In this and other embodiments, NUI system 22 may be configured to provide alternative mappings between a user's hand gestures and the computed mouse-pointer coordinates. For instance, the NUI system may simply estimate the locus on display 14 that the user is pointing to. Such an estimate may be made based on hand position and/or position of the fingers. In still other embodiments, the user's focal point or gaze direction may be used as a parameter from which to compute the mouse-pointer coordinates. In FIG. 3, accordingly, a gaze tracker 36 is shown being worn over the user's eyes. The user's gaze direction may be determined and used in lieu of hand position to compute the mouse-pointer coordinates that enable UI-object selection.

The configurations described above enable various methods to apply NUI to control a computer system. Some such methods are now described, by way of example, with continued reference to the above configurations.

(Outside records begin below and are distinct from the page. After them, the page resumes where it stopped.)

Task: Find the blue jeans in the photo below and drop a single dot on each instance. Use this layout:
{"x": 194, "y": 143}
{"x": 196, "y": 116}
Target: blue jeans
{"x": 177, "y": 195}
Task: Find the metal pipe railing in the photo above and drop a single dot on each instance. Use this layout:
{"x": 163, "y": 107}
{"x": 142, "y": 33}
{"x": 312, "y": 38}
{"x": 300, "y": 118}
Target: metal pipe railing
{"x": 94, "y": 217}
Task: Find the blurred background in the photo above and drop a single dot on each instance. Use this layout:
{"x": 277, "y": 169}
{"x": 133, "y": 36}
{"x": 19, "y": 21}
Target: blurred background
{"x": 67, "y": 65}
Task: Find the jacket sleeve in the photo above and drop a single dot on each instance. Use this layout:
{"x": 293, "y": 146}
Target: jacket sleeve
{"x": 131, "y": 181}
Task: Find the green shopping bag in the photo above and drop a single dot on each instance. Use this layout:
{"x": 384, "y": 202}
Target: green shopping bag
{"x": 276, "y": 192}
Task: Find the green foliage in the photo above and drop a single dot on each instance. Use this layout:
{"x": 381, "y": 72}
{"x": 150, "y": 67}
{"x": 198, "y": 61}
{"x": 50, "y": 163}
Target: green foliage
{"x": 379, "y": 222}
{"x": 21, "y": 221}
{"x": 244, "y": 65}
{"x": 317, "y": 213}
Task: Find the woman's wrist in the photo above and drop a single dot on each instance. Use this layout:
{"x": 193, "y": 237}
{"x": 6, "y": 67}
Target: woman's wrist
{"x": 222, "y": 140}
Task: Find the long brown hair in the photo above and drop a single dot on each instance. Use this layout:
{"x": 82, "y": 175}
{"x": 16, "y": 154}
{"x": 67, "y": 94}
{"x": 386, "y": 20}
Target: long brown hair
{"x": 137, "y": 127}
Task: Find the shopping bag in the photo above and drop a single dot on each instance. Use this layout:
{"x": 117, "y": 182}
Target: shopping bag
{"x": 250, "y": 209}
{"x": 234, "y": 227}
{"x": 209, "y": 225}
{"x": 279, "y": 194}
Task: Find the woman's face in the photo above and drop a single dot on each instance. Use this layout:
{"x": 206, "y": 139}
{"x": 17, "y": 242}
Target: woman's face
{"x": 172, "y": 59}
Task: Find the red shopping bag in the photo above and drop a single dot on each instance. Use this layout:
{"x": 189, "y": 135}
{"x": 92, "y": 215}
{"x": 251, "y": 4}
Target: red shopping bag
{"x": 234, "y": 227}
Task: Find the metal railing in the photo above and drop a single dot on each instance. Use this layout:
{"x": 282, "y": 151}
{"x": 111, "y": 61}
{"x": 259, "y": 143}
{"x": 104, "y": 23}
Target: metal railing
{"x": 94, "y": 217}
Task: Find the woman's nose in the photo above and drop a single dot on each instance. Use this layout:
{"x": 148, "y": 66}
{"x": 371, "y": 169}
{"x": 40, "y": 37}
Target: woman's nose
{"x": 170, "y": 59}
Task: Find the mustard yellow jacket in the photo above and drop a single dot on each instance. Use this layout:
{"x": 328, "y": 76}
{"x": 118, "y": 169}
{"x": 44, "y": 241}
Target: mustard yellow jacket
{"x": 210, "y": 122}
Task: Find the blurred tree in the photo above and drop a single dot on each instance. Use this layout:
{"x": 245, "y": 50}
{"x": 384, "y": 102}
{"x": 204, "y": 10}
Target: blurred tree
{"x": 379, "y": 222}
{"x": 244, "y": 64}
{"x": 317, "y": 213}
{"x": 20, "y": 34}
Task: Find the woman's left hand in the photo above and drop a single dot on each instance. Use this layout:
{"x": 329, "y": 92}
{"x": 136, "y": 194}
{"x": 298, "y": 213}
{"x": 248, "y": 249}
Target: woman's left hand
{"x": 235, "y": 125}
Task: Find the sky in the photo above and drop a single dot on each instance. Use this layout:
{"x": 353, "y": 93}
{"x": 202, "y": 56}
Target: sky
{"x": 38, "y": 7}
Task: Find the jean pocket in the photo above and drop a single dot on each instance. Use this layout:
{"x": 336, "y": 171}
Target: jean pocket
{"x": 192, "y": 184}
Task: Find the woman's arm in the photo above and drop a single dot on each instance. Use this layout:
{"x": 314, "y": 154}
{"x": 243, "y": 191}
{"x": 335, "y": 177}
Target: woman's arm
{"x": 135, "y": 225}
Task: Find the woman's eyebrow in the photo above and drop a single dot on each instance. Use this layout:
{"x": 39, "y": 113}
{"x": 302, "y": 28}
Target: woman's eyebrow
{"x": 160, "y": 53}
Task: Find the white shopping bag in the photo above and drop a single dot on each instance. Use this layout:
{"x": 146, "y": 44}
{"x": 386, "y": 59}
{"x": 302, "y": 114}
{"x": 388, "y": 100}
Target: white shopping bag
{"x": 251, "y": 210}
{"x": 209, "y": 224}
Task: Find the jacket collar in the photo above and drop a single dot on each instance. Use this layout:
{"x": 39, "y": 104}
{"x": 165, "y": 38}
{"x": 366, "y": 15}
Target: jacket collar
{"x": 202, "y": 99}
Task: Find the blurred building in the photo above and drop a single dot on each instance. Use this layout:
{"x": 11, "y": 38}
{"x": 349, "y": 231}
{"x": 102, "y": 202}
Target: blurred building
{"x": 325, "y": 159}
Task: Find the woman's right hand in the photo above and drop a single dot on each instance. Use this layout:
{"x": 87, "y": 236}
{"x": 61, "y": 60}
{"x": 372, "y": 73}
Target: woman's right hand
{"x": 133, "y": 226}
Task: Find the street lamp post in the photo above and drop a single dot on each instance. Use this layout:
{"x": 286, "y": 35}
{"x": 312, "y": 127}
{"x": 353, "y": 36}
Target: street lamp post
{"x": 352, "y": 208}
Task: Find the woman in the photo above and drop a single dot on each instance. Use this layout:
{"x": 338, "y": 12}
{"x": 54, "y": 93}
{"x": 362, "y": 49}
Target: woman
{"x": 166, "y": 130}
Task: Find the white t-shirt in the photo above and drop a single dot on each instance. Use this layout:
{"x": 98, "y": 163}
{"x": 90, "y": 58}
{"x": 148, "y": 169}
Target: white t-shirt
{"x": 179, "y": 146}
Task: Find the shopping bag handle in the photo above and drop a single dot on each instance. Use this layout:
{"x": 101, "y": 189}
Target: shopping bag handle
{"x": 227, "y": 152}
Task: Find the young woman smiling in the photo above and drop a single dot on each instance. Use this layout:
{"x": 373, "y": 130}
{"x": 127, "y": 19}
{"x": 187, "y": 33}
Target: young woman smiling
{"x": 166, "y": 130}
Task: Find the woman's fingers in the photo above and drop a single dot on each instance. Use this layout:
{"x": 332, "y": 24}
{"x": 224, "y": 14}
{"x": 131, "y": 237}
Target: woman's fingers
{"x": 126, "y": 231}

It will be understood, however, that the methods here described, and others within the scope of this disclosure, may be enabled by different configurations as well. The methods herein, which involve the observation of people in their daily lives, may and should be enacted with utmost respect for personal privacy. Accordingly, the methods presented herein are fully compatible with opt-in participation of the persons being observed. In embodiments where personal data is collected on a local system and transmitted to a remote system for processing, that data can be anonymized. In other embodiments, personal data may be confined to a local system, and only non-personal, summary data transmitted to a remote system.

FIG. 4 illustrates an example method 48 to be enacted in a computer system operatively coupled to a vision system, such as vision system 24, and to a listening system such as listening system 26. The illustrated method is a way to apply natural user input (NUI) to control the computer system.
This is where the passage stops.